In the case of Crawford, the value of the content is increased and customer loyalty and satisfaction is increased to a targeted audience (the visually impaired), without much added effort. Content is not re-authored, but re-purposed, published in alternate formats to meet specific business needs. CrawfordTech’s DAS accepts most common print files, including AFP, Xerox Metacode, PCL, PostScript, PDF, EBCDIC, ASCII Text and other data types such as XML, and produces the required format, including braille (grades One and Two), large format, audio and e-text.

Said Ernie Crawford, President and founder of Crawford Technologies, “Beyond the raft of regulatory requirements to provide these alternative formats to their customers, many of our clients recognize that this significant demographic is largely underserved. They have an opportunity to not only reduce their own risk and costs, but to attract and retain the visually impaired as loyal customers by promoting independence.”

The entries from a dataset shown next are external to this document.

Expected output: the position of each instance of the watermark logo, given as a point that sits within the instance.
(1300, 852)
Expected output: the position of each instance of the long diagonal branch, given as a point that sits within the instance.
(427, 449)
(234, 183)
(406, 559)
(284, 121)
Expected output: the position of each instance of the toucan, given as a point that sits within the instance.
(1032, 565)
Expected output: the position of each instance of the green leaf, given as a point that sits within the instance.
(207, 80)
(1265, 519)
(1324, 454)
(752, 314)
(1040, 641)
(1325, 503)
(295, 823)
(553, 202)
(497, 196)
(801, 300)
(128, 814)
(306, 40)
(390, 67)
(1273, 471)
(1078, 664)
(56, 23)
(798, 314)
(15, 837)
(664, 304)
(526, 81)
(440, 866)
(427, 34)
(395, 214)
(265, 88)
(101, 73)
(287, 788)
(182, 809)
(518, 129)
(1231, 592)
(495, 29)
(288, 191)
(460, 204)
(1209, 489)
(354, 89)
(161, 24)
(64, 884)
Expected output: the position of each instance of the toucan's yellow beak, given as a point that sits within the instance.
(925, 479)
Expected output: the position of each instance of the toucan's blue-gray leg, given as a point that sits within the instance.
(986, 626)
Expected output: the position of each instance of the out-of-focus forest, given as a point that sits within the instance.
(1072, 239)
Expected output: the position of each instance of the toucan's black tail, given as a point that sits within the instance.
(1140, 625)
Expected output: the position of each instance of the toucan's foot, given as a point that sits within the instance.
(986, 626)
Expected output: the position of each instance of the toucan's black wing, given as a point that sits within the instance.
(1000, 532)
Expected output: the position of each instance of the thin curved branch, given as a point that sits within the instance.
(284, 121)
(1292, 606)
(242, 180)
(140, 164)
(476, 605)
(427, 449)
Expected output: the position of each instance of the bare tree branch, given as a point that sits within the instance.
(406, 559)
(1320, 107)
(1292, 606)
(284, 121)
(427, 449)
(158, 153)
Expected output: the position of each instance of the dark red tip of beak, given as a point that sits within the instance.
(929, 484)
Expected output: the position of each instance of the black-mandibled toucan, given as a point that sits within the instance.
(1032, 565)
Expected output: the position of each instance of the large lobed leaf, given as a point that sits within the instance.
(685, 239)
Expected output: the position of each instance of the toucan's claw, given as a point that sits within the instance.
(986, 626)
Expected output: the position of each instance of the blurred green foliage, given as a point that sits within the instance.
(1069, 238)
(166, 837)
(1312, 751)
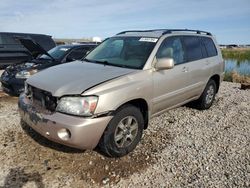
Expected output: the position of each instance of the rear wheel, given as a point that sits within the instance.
(123, 133)
(206, 99)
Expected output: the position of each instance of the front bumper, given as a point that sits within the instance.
(85, 132)
(12, 85)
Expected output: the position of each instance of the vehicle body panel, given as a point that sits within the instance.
(15, 86)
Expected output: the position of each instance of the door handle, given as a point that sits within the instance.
(184, 69)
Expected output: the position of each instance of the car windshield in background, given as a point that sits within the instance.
(129, 52)
(57, 53)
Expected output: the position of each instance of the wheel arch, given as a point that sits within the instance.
(142, 105)
(216, 79)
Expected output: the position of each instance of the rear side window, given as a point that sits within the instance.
(193, 48)
(210, 47)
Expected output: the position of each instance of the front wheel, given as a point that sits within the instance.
(123, 132)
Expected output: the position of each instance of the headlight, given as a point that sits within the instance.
(25, 74)
(81, 106)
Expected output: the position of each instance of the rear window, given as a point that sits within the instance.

Mr. Crawford is right on, and his logic and proposition is easily expanded to fit any number of other targeted communication paradigms. And yet, as a recent study showed, most organizations are not leveraging content delivery functionality to any significant manner, despite the availability of many technology options. This is an issue I have blogged on many times. What Crawford Technologies provides is an excellent example of one approach to intelligent content delivery - but it is just that - one example. The ECM industry has done a poor job in educating the market on the value associated with intelligent content delivery. Intellignet content delivery technologies and services potentially represent the next big movement in ECM.